Mapping the Spread: A New Dataset for Spotting Fake News

Author: Denis Avetisyan


Researchers have released a large-scale dataset designed to help artificial intelligence better identify and combat the growing problem of misinformation online.

The model represents news dissemination as a graph, with each news item as a root node and individual users branching from it as child nodes-each user characterized by associated textual data.
The model represents news dissemination as a graph, with each news item as a root node and individual users branching from it as child nodes-each user characterized by associated textual data.

TAGFN is a text-attributed graph dataset for fake news detection, leveraging large language models and graph neural networks to improve outlier detection in social networks.

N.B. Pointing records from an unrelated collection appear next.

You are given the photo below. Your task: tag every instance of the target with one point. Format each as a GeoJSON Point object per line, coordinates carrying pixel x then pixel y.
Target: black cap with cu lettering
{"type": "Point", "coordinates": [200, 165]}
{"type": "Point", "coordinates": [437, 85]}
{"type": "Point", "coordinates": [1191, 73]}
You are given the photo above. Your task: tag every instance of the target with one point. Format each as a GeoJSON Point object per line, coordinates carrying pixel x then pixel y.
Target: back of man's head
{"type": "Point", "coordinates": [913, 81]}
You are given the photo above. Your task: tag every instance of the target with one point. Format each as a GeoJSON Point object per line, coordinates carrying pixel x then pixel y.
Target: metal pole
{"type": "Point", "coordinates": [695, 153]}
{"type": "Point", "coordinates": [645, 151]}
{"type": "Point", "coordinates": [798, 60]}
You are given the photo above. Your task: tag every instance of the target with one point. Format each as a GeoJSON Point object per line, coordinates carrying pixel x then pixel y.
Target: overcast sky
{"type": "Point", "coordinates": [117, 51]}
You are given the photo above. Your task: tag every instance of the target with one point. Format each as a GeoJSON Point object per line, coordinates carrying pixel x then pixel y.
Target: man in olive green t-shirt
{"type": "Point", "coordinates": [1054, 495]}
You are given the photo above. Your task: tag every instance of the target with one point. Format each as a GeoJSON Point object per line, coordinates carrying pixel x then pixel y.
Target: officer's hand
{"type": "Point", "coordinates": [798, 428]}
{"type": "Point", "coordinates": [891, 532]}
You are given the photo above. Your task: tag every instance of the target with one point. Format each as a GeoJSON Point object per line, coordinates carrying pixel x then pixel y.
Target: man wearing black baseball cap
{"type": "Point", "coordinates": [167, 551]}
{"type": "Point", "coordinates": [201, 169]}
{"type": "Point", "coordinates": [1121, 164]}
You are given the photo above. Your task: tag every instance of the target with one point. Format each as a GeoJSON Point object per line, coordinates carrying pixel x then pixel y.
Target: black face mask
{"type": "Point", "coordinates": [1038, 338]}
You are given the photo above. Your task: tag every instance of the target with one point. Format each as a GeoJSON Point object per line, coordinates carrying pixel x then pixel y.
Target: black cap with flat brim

Despite recent advances in large language models for graph-based machine learning, robust benchmarks for outlier detection – particularly in the critical domain of fake news – remain scarce. To address this gap, we introduce TAGFN: A Text-Attributed Graph Dataset for Fake News Detection in the Age of LLMs, a large-scale, real-world resource designed to rigorously evaluate both traditional and LLM-powered graph outlier detection methods. Our analysis demonstrates TAGFN’s efficacy in identifying misinformation and facilitating the development of more trustworthy AI systems. Will this dataset catalyze a new generation of robust, graph-based approaches to combatting online falsehoods?


The Illusion of Simplicity: Scaling Truth in a Noisy World

Early attempts at automated fake news detection heavily depended on feature engineering – painstakingly identifying and coding specific characteristics thought to indicate falsehoods, such as sensationalist language or unusual writing styles. However, this approach quickly proved brittle; nuanced misinformation, designed to mimic legitimate reporting, consistently evaded these rules-based systems. Furthermore, the tactics employed by those creating false narratives are constantly evolving, rendering previously effective features obsolete. A system trained to flag articles with excessive capitalization, for example, can be easily bypassed by a perpetrator who simply adjusts their technique. This cat-and-mouse game highlights a fundamental limitation of feature engineering: its inability to adapt to the ever-changing landscape of online deception and the complexities of human language.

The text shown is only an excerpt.